Crops at risk as gas shortage hits fertiliser output
The ongoing shortages of natural gas, mainly resulting from the sudden fall in production at India’s largest field (KG-D6) managed by Reliance Industries, is taking its toll on fertiliser production, and is now threatening the kharif crop. Anupama Airy reports. Gas on fire
The ongoing shortages of natural gas, mainly resulting from the sudden fall in production at India’s largest field (KG-D6) managed by Reliance Industries, is taking its toll on fertiliser production, and is now threatening the kharif crop.
Kharif or summer-sown crops like paddy account for nearly half of India’s annual food output.
The committee of secretaries under cabinet secretary KM Chandrasekhar met on May 6 to review the situation. It has sought an urgent meeting of the EGoM on gas allocation to arrest the decline of gas supplies to the fertiliser sector.
“There is an immediate need to hold a meeting of the EGoM,” said a senior official of the DoF. “Even the cabinet secretary observed in the May 6 meeting that to meet the requirements of the kharif season during the next two months, requisite allocation of gas needs to be made."
The EGoM is likely to meet some time this week.
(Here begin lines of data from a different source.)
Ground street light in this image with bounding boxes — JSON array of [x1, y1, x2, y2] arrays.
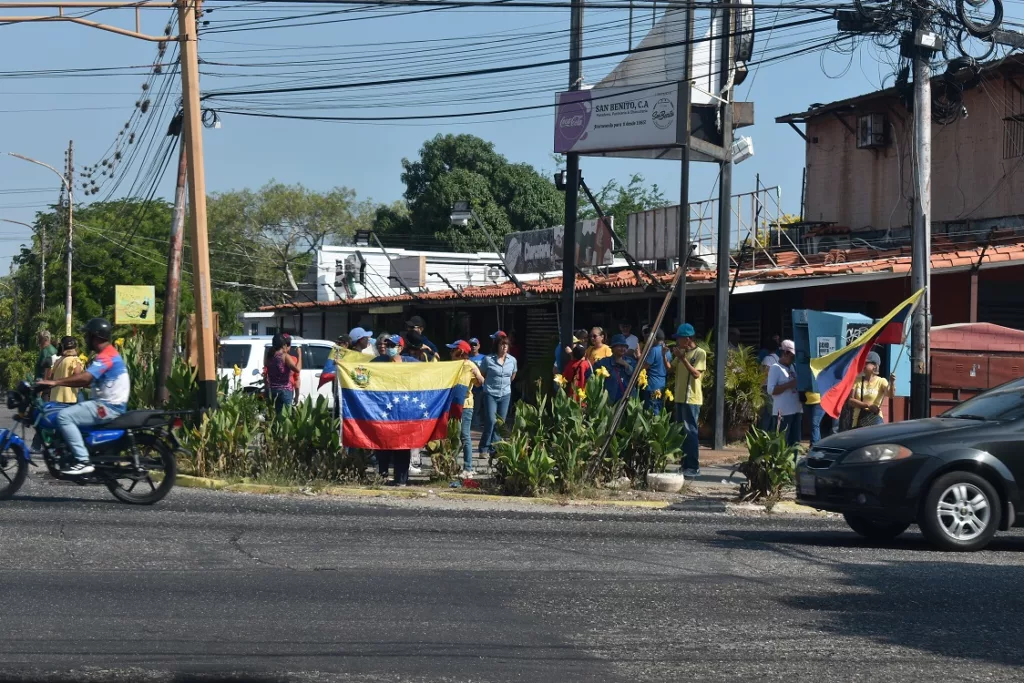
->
[[0, 218, 44, 315], [449, 201, 525, 292], [6, 152, 72, 334]]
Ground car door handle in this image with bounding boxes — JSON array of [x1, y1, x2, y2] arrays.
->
[[315, 373, 322, 378]]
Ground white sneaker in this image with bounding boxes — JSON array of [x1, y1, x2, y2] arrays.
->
[[408, 465, 423, 476], [61, 462, 94, 476], [459, 470, 475, 479]]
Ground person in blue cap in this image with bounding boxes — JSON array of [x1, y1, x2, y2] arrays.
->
[[468, 338, 485, 366], [593, 334, 638, 403], [642, 327, 671, 414], [671, 323, 706, 477]]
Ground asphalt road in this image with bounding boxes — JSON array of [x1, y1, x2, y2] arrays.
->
[[2, 474, 1024, 683]]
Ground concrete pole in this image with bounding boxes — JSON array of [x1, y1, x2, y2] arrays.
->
[[910, 48, 932, 419], [676, 6, 694, 328], [64, 140, 73, 336], [560, 0, 584, 350], [713, 7, 733, 451]]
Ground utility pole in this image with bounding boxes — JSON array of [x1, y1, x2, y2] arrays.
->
[[10, 262, 18, 348], [64, 140, 73, 336], [676, 6, 694, 328], [38, 217, 45, 315], [910, 15, 932, 419], [713, 7, 734, 451], [560, 0, 584, 350], [178, 0, 219, 409], [157, 138, 187, 405]]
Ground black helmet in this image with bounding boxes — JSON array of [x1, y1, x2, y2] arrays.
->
[[82, 318, 112, 342]]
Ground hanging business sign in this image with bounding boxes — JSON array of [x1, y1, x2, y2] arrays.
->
[[114, 285, 156, 325], [503, 218, 615, 274], [554, 82, 683, 155]]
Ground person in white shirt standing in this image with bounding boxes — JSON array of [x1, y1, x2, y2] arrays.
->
[[757, 338, 780, 430], [766, 339, 802, 448]]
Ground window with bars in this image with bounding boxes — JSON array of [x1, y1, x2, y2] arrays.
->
[[1003, 77, 1024, 159]]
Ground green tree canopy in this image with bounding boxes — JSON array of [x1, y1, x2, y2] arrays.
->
[[207, 181, 372, 291], [579, 173, 670, 241], [376, 134, 565, 251]]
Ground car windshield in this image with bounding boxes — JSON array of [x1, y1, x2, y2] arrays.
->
[[942, 378, 1024, 421], [218, 344, 251, 370]]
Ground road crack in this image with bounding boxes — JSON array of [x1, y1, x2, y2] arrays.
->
[[230, 531, 295, 570], [58, 521, 76, 563]]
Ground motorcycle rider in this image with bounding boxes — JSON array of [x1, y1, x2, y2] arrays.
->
[[36, 318, 131, 475]]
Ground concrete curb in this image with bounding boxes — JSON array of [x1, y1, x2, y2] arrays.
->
[[173, 473, 832, 515]]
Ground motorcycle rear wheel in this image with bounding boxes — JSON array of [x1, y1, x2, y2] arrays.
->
[[0, 443, 29, 500], [103, 432, 177, 505]]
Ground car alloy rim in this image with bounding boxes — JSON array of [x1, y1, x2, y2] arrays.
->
[[936, 483, 991, 542]]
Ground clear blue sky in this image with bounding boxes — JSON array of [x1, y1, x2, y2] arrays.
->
[[0, 2, 1007, 271]]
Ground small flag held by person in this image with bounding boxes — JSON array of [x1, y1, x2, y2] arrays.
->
[[337, 360, 465, 449], [810, 289, 923, 418], [318, 357, 337, 390]]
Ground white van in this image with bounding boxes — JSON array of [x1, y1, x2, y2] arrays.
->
[[217, 335, 337, 406]]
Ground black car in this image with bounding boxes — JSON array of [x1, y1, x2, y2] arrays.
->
[[796, 377, 1024, 551]]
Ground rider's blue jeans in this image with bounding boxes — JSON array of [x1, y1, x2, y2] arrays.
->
[[56, 400, 124, 464]]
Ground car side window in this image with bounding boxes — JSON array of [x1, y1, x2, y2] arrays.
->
[[305, 344, 332, 370]]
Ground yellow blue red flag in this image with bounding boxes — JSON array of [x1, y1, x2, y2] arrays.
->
[[810, 289, 923, 418], [337, 361, 465, 449]]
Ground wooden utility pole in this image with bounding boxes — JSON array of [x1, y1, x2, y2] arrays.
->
[[157, 139, 187, 405], [178, 0, 218, 409], [909, 15, 932, 420], [64, 139, 73, 336]]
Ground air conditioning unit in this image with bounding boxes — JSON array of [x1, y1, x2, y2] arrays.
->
[[857, 113, 888, 149], [486, 266, 503, 281]]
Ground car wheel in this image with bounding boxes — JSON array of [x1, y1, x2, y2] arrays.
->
[[919, 471, 1001, 552], [842, 513, 910, 541]]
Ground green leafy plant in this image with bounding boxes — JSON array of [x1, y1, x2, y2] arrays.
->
[[733, 426, 798, 505], [695, 334, 768, 435], [610, 398, 686, 487], [494, 431, 556, 496], [424, 418, 463, 481], [0, 346, 38, 389]]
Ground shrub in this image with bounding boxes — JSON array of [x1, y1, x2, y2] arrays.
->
[[0, 346, 38, 389], [733, 426, 798, 505], [610, 399, 686, 488], [424, 418, 463, 481], [695, 334, 768, 430], [494, 431, 556, 496]]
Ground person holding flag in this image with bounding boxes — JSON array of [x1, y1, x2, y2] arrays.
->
[[844, 351, 895, 429], [447, 340, 484, 478], [811, 289, 923, 423]]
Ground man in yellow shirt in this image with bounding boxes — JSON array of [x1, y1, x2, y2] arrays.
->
[[671, 323, 706, 477]]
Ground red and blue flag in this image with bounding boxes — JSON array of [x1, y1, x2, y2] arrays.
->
[[810, 289, 923, 418]]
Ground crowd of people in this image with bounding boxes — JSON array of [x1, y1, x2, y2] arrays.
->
[[256, 312, 900, 485], [551, 321, 706, 477], [298, 316, 518, 486]]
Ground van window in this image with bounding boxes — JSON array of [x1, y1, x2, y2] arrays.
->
[[218, 344, 252, 369], [305, 345, 332, 370]]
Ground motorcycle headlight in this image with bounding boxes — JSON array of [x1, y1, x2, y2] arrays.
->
[[844, 444, 913, 464]]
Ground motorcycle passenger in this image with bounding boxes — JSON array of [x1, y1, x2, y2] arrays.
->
[[36, 318, 131, 476]]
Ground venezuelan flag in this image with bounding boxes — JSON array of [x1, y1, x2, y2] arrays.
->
[[810, 289, 923, 418], [338, 361, 465, 449]]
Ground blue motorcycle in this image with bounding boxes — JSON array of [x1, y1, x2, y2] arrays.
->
[[0, 381, 183, 504]]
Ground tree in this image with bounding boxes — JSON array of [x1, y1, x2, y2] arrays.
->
[[376, 134, 564, 251], [207, 181, 372, 291], [579, 173, 670, 241]]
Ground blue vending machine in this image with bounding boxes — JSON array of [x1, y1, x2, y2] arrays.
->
[[791, 310, 910, 397]]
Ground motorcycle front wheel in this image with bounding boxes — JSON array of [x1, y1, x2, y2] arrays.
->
[[0, 442, 29, 500], [103, 432, 177, 505]]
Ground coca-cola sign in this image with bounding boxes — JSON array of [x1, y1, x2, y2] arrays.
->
[[554, 91, 592, 151]]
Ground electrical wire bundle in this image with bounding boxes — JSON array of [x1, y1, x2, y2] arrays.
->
[[843, 0, 1016, 123]]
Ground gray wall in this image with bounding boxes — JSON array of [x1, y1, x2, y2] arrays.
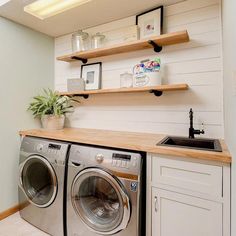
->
[[222, 0, 236, 234], [0, 17, 54, 212]]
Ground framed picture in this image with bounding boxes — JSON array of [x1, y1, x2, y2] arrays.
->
[[136, 6, 163, 39], [81, 62, 102, 90]]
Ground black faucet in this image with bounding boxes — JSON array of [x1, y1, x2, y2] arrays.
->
[[189, 108, 205, 139]]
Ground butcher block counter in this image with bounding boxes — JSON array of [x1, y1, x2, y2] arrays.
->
[[19, 128, 231, 164]]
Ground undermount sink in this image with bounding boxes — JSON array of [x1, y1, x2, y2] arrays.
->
[[158, 136, 222, 152]]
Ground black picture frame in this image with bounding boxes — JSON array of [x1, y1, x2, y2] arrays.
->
[[136, 5, 164, 36], [81, 62, 102, 90]]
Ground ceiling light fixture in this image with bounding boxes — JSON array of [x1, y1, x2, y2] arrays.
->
[[24, 0, 92, 20], [0, 0, 11, 7]]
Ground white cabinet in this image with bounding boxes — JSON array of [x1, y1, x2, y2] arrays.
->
[[152, 187, 222, 236], [146, 154, 231, 236]]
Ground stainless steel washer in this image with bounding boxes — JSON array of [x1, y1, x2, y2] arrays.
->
[[18, 136, 70, 236], [66, 145, 144, 236]]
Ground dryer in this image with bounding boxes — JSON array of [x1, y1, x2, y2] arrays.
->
[[19, 136, 70, 236], [66, 144, 145, 236]]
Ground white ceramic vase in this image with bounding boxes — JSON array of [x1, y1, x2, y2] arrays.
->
[[41, 115, 65, 130]]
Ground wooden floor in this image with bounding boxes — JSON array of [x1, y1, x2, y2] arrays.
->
[[0, 213, 49, 236]]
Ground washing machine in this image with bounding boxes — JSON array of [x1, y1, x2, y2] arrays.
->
[[66, 144, 145, 236], [18, 136, 70, 236]]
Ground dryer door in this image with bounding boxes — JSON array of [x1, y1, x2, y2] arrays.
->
[[19, 155, 57, 208], [71, 168, 131, 235]]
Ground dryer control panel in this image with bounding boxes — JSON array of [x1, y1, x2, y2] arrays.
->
[[20, 136, 69, 165], [36, 143, 61, 155]]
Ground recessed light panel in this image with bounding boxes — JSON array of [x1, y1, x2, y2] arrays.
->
[[24, 0, 91, 20]]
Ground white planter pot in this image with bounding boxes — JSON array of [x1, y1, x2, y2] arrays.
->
[[41, 115, 65, 130]]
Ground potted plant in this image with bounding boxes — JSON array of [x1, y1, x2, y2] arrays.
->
[[28, 89, 76, 130]]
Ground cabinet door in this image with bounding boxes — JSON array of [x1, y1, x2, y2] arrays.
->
[[152, 188, 222, 236]]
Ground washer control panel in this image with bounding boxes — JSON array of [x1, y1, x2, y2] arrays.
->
[[112, 153, 136, 169], [69, 145, 142, 175]]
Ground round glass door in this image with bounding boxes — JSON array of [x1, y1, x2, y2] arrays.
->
[[71, 168, 131, 235], [19, 155, 57, 208]]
Sources said the CoS has already directed the department of fertilisers to maximise the imports of phosphatic fertilisers and deliver them to the farmers to meet kharif needs.However, the Department of Agriculture & Cooperation (DAC) has informed the CoS that the shortfall in DAP (diammonium phosphates) will be automatically substituted by complex fertilisers as their chemical compositions are different, and local production and supply of fertilisers — essentially urea — which is hit by gas shortage, needs to be restored.